Malus domestica Borkh


DESCRIPTION Landrace introduced in the Municipality of Guardea (TR) from the Marches immediately after the Second World War. Present with only one known specimen. Medium-small fruits with a spheroidal / globose shape that ripen in October and have a remarkable post-harvest storage capacity for many months.

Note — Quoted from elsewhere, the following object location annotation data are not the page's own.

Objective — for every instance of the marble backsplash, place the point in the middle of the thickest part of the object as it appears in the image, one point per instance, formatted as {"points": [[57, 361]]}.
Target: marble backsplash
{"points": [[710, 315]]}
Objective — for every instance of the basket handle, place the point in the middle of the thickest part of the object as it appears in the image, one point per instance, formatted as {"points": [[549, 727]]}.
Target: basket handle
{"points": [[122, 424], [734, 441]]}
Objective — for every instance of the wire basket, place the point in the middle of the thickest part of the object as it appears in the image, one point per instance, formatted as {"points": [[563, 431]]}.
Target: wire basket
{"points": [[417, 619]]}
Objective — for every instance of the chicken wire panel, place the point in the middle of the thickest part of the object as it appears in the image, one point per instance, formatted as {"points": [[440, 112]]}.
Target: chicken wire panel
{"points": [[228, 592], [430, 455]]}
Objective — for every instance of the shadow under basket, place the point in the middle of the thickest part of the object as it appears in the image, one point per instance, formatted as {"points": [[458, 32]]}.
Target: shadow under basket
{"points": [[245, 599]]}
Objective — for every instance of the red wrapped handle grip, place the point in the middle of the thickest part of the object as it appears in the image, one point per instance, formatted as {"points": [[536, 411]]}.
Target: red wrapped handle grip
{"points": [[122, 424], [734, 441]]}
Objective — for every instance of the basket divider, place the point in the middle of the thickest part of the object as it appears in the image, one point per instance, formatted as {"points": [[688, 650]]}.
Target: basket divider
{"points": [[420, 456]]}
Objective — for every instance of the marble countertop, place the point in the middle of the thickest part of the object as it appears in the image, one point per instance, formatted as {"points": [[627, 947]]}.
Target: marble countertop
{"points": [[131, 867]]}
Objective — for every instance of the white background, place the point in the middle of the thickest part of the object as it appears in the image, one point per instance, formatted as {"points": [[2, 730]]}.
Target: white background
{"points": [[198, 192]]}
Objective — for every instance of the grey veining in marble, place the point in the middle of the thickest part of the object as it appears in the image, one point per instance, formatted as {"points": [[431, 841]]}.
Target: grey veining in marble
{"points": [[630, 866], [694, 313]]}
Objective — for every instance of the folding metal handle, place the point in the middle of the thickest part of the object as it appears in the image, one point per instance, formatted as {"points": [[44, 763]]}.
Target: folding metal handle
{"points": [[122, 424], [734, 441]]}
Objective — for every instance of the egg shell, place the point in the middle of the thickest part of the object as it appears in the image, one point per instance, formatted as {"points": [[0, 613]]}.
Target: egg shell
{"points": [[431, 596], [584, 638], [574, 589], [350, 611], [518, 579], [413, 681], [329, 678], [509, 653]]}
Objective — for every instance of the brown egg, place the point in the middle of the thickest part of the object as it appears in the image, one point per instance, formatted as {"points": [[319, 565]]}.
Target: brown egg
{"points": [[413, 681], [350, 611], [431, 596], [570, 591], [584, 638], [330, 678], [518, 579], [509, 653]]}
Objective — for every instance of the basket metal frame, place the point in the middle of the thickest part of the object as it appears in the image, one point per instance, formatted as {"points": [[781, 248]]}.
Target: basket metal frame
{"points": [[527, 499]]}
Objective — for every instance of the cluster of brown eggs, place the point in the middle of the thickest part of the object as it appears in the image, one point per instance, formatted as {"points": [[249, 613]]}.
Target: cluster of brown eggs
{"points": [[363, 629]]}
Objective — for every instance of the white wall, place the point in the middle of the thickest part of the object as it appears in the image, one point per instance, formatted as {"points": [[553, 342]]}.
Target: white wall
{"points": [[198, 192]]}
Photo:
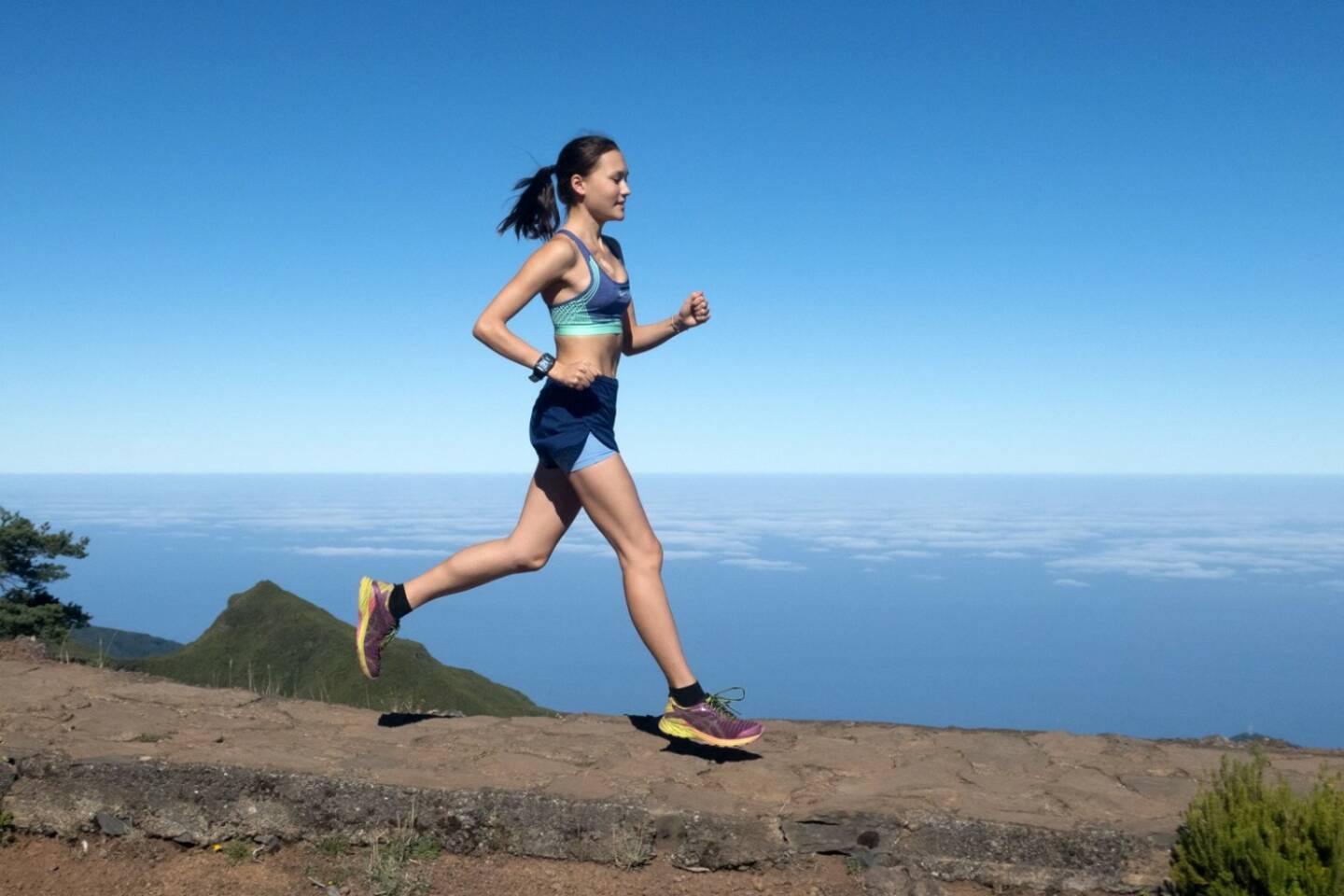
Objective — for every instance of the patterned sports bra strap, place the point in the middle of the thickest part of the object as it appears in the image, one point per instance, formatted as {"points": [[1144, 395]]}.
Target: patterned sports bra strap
{"points": [[582, 247]]}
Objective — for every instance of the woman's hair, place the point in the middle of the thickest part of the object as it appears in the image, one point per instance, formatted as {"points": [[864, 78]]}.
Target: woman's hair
{"points": [[535, 214]]}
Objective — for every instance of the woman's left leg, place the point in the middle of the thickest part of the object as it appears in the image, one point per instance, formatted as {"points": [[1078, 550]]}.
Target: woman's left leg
{"points": [[608, 495]]}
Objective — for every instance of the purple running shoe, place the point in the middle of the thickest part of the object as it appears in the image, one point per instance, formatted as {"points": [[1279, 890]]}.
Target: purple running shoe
{"points": [[376, 624], [710, 721]]}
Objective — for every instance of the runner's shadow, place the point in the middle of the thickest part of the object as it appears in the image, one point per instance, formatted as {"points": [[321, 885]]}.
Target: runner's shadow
{"points": [[398, 719], [650, 725]]}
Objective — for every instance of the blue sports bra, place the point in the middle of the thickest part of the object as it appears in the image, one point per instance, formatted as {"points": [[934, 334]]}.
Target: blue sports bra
{"points": [[598, 309]]}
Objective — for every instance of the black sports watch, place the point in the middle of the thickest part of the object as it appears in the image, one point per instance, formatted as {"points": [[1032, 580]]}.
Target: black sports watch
{"points": [[542, 367]]}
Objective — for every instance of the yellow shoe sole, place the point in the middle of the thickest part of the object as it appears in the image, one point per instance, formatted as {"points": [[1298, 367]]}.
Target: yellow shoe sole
{"points": [[678, 728], [366, 608]]}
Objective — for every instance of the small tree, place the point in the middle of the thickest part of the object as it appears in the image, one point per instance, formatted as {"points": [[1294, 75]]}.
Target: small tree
{"points": [[26, 606], [1243, 838]]}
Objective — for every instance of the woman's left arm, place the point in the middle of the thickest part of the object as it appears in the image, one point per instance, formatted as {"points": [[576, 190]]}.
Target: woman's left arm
{"points": [[636, 337]]}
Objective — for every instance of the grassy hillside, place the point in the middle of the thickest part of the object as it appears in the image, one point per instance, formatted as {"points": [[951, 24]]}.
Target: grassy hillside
{"points": [[272, 641], [122, 645]]}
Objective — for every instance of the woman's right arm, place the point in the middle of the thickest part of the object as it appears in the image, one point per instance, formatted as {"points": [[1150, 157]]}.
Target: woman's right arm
{"points": [[544, 266]]}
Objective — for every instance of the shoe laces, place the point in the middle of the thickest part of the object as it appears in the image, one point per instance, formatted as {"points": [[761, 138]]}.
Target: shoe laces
{"points": [[721, 704]]}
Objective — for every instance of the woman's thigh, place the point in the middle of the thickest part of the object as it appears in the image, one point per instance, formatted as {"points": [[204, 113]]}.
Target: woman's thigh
{"points": [[610, 500], [549, 510]]}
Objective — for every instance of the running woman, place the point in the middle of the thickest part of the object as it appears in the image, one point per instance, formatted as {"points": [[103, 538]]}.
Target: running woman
{"points": [[581, 275]]}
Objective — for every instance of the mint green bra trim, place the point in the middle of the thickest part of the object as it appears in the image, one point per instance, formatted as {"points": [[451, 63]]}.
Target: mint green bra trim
{"points": [[571, 317], [590, 329]]}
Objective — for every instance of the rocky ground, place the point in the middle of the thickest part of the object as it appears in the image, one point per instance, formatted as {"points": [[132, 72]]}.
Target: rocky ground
{"points": [[106, 867]]}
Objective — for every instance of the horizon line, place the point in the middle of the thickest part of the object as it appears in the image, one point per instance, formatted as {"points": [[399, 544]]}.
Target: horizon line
{"points": [[1096, 473]]}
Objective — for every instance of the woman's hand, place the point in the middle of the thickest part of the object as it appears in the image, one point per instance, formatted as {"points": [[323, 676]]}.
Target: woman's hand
{"points": [[695, 311], [574, 373]]}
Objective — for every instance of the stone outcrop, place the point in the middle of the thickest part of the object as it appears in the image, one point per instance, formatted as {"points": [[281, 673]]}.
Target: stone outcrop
{"points": [[131, 755]]}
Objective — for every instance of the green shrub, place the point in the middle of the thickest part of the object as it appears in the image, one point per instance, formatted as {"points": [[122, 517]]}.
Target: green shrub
{"points": [[1246, 838]]}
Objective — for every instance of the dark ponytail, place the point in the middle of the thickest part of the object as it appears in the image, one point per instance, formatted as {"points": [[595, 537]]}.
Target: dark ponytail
{"points": [[537, 214]]}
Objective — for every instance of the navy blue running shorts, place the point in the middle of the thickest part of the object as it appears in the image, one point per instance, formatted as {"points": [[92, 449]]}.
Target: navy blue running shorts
{"points": [[571, 427]]}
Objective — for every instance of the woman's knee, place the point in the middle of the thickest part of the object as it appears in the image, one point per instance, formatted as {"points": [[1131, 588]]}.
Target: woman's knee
{"points": [[647, 553], [527, 558]]}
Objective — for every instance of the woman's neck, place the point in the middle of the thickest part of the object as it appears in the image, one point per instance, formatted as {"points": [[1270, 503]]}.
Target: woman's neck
{"points": [[585, 227]]}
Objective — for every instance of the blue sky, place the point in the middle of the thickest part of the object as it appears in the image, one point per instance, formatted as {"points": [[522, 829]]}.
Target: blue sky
{"points": [[935, 238], [1149, 606]]}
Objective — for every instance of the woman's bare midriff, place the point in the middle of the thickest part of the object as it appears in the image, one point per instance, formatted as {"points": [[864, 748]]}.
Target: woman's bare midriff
{"points": [[602, 352]]}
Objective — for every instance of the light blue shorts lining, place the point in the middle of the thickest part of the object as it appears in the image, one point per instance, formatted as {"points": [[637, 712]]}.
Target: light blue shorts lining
{"points": [[592, 453]]}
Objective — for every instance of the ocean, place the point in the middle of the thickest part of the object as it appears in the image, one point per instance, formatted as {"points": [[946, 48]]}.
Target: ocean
{"points": [[1156, 606]]}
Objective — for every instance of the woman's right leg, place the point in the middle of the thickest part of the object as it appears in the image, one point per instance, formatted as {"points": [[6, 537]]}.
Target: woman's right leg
{"points": [[547, 512]]}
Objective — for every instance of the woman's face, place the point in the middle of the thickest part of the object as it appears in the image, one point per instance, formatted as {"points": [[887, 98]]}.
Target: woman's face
{"points": [[607, 187]]}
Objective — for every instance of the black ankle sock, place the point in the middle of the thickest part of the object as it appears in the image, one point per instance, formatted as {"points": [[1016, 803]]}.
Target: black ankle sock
{"points": [[687, 696], [397, 603]]}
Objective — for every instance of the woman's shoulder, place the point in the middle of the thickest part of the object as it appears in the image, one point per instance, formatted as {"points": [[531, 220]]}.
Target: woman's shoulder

BACKGROUND Regarding this variety, the origin and presence on the regional territory is known.
Antonio Monetini, the farmer who guarded the mother plant, remembers that the variety did not originate in the area, but came from the Marche region. In fact, he specifies that he received the Oily Apple slips as a gift from a traveling haberdasher who in the first years following the Second World War occasionally practiced his trade in the municipalities of Ternano. Struck by the peculiarity of the fruit, he asked the seller to have pupae (slips) to make grafts. Until his death, Antonio was very attached to the tree and his fruits were held in high regard by the family of the elderly sharecropper who spoke of it with considerable pride.
The Oily apple belongs to the functional group of frozen apples, i.e. apples of varieties that constantly have the formation of vitrescence in the pulp. Specialist studies confirm that “in some regions this alteration is also called” oil “and apples subject to this phenomenon are also called” apples from oil “or” frozen apples “” [ Edagricole, “Frutticoltura”, volume 21, Edagricole, Bologna, 1959: 281]. This particular aspect, which depending on the case was assimilated to oil stains or ice, has always aroused interest and curiosity in rural populations, as can be seen from the names assigned to these varieties: Oleosa, Oliata, Dall’Olio, Ice, Ice, Ice. However, it should be noted that the name, attributed on the basis of the characteristic formation of vitrescence in the pulp, was often given to varieties that were otherwise different from each other. Over time, this has generated frequent cases of synonymy and homonymy. Girolamo Molon himself observes in this regard how this winter apple has in different countries “types which resemble it, but which cannot be said to be identical” [Molon G., Pomologia, Hoepli, Milan, 1901: 153-154]. < br />
For example, always in Umbria, precisely in the Eugubino area, ethnographic references were found relating to a similar apple variety. Mr. Baldicchi reports that until about forty years ago a rather unusual variety of apple was present on his farm, usually called ice apple “because it had patches like ice … that is, when the apple was cut it had a speckling It was an external green apple and it was a little squashed … it was very well known in Gubbio many had it … then with the era of tractors … it will be forty years … it has disappeared. .. it’s gone … I looked for it … but … some even said it was oiled because that speck that looked like ice broke like oil “.
Gallesio himself notes this habit of attributing the name on the basis of this character: “we know that Italy has an apple known in Tuscany under the name of Mela Ghiacciola, and that in Piedmont it is called Mela dell’Olio. I have heard it again called Mela Diafana. All three of these names are improper, and all tend to express with a metaphor the singular character that distinguishes it, and which it would be difficult to indicate with a precise name. This is an apple that has the skin covered with large spots of a bright olive-green which penetrate the inside of the pulp, and give that part of the fruit a very particular aspect and meaning. With what epithet was to express such a curious phenomenon? found an analogy with ice, and they called it icicle: others saw the tint of oil in the stains that cover it, and called it oil: others let themselves be deluded by the sheen of that surface, and the ‘they nominated diafana “ [Gallesio G., Pomona italiana, Pisa, 1839: 38].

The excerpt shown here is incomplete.